Coppess was invited to speak to students at the University of Wyoming College of Law as a part of their Workers’ Compensation Symposium held in late March. The series covered topics ranging from the farm bill to the legalities of employing workers on the farm.
Measuring the bill
“The four main components of the bill that will be included no matter what are supplemental nutrition, conservation, crop insurance and farm programs,” Coppess said. “These four components will help frame budgets for the rest of the programs in the bill.”
Coppess explained the Congressional Budget Office (CBO) is tasked with calculating the estimated spending for the bill and the actual spending, as well as other economic factors that play into the bill.
“CBO houses the economic experts when it comes to the Farm Bill,” Coppess said. “They calculate what is happening in the economy and how each of the four main programs in the bill are estimated to spend money.”
He noted the Farm Bill has a five-year “sunset period” meaning it must be voted on every five years. Once the five years is up, CBO looks at how the money in the bill was actually spent and compares their original estimates to help frame the new farm bill.
Coppess explained the main thing to understand about supplemental nutrition provisions within the farm bill is that it is not an unemployment program but a poverty program.
“The Supplemental Nutrition Assistance Program (SNAP) generally takes upwards of 70 percent of the spending within the farm bill,” Coppess said. “It’s very sad to think about, but the fact of the matter is, millions of Americans still struggle to put food on their table.”
He noted the spending on the 2014 Farm Bill was much lower in actuality than the original CBO estimates.
“The economy has improved a lot, fewer people are unemployed and when people are employed they move above the poverty line and no longer qualify for the program,” said Coppess.
“The bulk of the funds within the crop insurance section of the farm bill comes from premium subsidies,” Coppess explained. “This is not a direct payment to farmers but an offset to the premium cost.”
“About 62 percent of the cost of this policy is federal crop insurance, including the costs associated with loss and delivery expenses,” said Coppess.
He explained crop insurance can be purchased on a field-by-field basis or on an entire enterprise basis. Crop insurance is rated looking at loss ratios and likelihood of loss based on historical data for the county or field.
“For every dollar spend on indemnity payouts or loss, we want to bring a dollar back into this program,” Coppess said. “A lot goes into the rating in this program and keeping it functioning as a whole.”
“The way we look at conservation has changed a lot over the last few decades,” Coppess said. “There are increasing concerns as to how farming practices affect conservation and overall quality of the environment.”
One of the biggest topics of conservation lately has been the use of cover crops during fallow stretches to reduce wind and weather erosion.
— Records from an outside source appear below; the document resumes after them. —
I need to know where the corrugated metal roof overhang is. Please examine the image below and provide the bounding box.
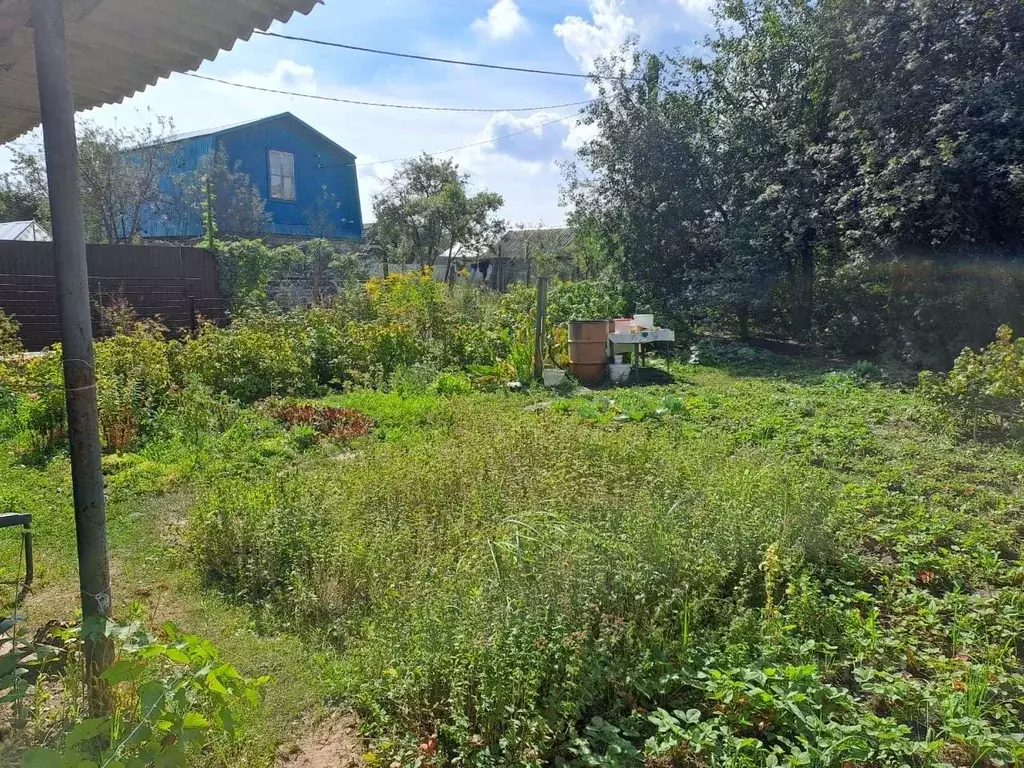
[0,0,321,144]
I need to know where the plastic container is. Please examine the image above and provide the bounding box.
[608,363,631,385]
[543,368,567,387]
[614,318,632,335]
[633,313,655,330]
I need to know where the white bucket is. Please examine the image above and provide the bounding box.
[633,313,655,329]
[608,363,631,385]
[543,368,567,387]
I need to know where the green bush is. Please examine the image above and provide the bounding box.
[0,311,24,432]
[0,308,21,359]
[94,322,174,452]
[548,277,627,324]
[432,371,473,396]
[331,321,423,388]
[365,271,451,341]
[16,324,176,452]
[156,382,243,447]
[12,622,265,767]
[189,402,835,765]
[919,324,1024,437]
[18,350,67,451]
[178,313,318,403]
[215,239,285,309]
[816,258,1024,369]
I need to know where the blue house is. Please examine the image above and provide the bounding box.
[140,112,362,240]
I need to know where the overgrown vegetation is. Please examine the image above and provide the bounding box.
[9,622,265,767]
[3,281,1024,765]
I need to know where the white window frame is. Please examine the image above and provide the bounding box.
[268,149,296,201]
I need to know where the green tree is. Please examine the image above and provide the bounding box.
[567,0,1024,348]
[9,115,175,243]
[169,151,269,239]
[0,183,49,229]
[372,154,505,276]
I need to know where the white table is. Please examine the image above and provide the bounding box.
[607,329,676,371]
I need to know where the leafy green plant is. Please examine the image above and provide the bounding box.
[432,371,473,396]
[16,323,174,453]
[189,401,837,766]
[19,622,266,768]
[18,349,67,451]
[547,277,627,324]
[502,325,535,384]
[215,239,286,309]
[94,322,174,452]
[178,313,317,403]
[919,324,1024,437]
[0,308,21,359]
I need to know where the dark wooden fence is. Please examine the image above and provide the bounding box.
[0,243,226,350]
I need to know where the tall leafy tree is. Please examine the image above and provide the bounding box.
[566,0,1024,347]
[9,116,175,243]
[372,154,505,276]
[167,151,269,240]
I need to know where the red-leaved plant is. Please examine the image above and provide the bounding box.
[270,402,374,441]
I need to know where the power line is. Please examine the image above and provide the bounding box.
[321,108,589,169]
[255,30,644,83]
[5,107,592,165]
[183,72,591,113]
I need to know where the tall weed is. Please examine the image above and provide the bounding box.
[189,402,835,765]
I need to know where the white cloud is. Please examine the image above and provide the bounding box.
[472,0,527,41]
[563,117,599,152]
[555,0,714,76]
[676,0,716,17]
[232,59,318,94]
[468,111,572,167]
[554,0,638,73]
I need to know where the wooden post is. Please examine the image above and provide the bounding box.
[189,295,197,335]
[534,277,549,382]
[32,0,113,715]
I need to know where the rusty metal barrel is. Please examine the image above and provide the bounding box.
[568,319,611,385]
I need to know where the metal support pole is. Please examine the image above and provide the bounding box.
[534,278,549,382]
[32,0,113,715]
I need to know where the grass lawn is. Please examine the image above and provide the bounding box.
[2,355,1023,766]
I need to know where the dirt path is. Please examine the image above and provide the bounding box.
[275,712,365,768]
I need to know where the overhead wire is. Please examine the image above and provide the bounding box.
[326,108,590,169]
[254,30,644,83]
[4,104,593,164]
[183,72,592,113]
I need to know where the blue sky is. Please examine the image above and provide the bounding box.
[4,0,714,226]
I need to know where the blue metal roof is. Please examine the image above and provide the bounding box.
[161,112,357,159]
[139,111,363,240]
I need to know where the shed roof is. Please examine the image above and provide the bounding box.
[454,227,573,262]
[498,227,573,261]
[0,220,44,240]
[0,0,321,144]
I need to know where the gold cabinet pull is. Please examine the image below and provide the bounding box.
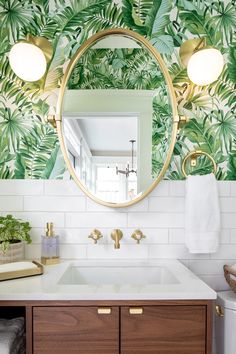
[129,308,143,315]
[97,307,111,315]
[215,305,224,317]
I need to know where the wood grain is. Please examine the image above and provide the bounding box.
[26,306,33,354]
[121,305,207,354]
[0,299,213,354]
[33,306,119,354]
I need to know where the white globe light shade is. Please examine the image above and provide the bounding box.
[187,48,224,86]
[9,42,47,82]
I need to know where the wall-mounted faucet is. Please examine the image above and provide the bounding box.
[131,229,145,244]
[111,229,123,249]
[88,229,103,244]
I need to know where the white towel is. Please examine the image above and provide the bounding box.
[0,317,25,354]
[185,173,220,253]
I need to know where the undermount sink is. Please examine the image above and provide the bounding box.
[57,264,179,286]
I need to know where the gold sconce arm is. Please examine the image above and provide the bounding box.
[131,229,145,244]
[178,116,189,130]
[45,114,57,128]
[88,229,103,244]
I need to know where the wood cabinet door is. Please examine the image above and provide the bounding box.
[33,306,119,354]
[121,305,206,354]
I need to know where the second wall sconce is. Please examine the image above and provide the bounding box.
[179,38,224,86]
[9,34,53,82]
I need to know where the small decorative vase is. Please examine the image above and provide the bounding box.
[0,241,25,264]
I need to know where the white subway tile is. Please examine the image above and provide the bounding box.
[221,213,236,228]
[187,260,231,275]
[218,182,230,196]
[87,244,148,259]
[220,198,236,213]
[140,228,168,244]
[66,212,127,228]
[60,244,87,259]
[30,228,43,243]
[211,244,236,259]
[44,180,83,196]
[199,275,229,292]
[24,196,86,212]
[149,244,210,259]
[85,198,120,212]
[1,212,65,228]
[123,199,149,212]
[0,196,23,211]
[85,198,148,213]
[180,230,227,247]
[128,212,184,228]
[0,180,44,195]
[25,244,40,259]
[169,181,185,196]
[220,229,230,244]
[2,179,236,289]
[169,229,185,244]
[149,181,169,196]
[149,197,184,213]
[230,181,236,196]
[230,229,236,243]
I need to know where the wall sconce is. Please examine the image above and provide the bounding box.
[9,34,53,82]
[179,38,224,86]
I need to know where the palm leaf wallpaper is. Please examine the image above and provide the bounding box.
[0,0,236,180]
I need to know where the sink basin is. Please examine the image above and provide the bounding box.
[58,264,179,286]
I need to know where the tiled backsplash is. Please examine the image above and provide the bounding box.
[0,179,235,292]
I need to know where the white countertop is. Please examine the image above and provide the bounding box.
[0,259,216,301]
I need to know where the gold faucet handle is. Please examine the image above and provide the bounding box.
[88,229,103,244]
[131,229,145,244]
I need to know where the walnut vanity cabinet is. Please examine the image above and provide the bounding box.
[0,300,213,354]
[33,306,119,354]
[121,305,207,354]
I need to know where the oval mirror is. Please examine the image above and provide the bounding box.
[56,29,179,208]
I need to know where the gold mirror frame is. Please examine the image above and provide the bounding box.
[56,28,179,208]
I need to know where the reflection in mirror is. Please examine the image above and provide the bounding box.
[61,33,174,204]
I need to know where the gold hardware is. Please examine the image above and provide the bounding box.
[215,305,224,317]
[129,308,143,315]
[179,38,206,67]
[25,34,53,64]
[182,150,217,178]
[55,28,179,208]
[41,256,60,265]
[97,308,111,315]
[46,222,54,237]
[45,114,57,128]
[131,229,145,244]
[88,229,103,244]
[178,116,189,130]
[111,229,123,249]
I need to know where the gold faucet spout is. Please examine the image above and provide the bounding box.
[111,229,123,249]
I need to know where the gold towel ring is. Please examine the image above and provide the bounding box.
[182,150,217,178]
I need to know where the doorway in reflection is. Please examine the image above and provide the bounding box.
[64,114,138,202]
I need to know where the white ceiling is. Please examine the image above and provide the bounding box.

“We want to remove any negative impacts associated with using conservation techniques,” said Coppess. “When we improve the risk component of fields through healthy practices it encourages farmers to adopt better soil practices.”
Coppess noted conservation programs account for $6 billion a year in federal investment on private lands, the largest of any private land investment.
“Some of the programs involve taking fields out of production completely and moving to a cover system with grass or trees and others keep production in the field intact but provide contract payments as farmers improve conservation practices across the farm,” Coppess explained.
He continued, “There are also working lands agreements that help offset costs of implementing conservation tools, as well as easements that maintain wetlands and other sensitive habitats.”
“Farm programs weren’t a topic of priority in discussions about the current farm bill in comparison to previous bills,” said Coppess. “There are two main types of payments within these programs that producers need to understand.”
He explained the first type of coverage is agriculture risk coverage (ARC), and the second is price loss coverage (PLC).
“The ARC program provides revenue loss coverage at the county level,” Coppess explained. “ARC payments are issued when the actual county crop revenue of a covered commodity is less than the ARC guarantee for the covered commodity.”
“PLC program payments are issued when the effective price of a covered commodity is less than the respective reference price for that commodity,” Coppess said.
“The farm bill is such a broad and often ominous piece of legislation, we have to look at it in small pieces to get a better understanding of how it affects individual producers,” Coppess noted.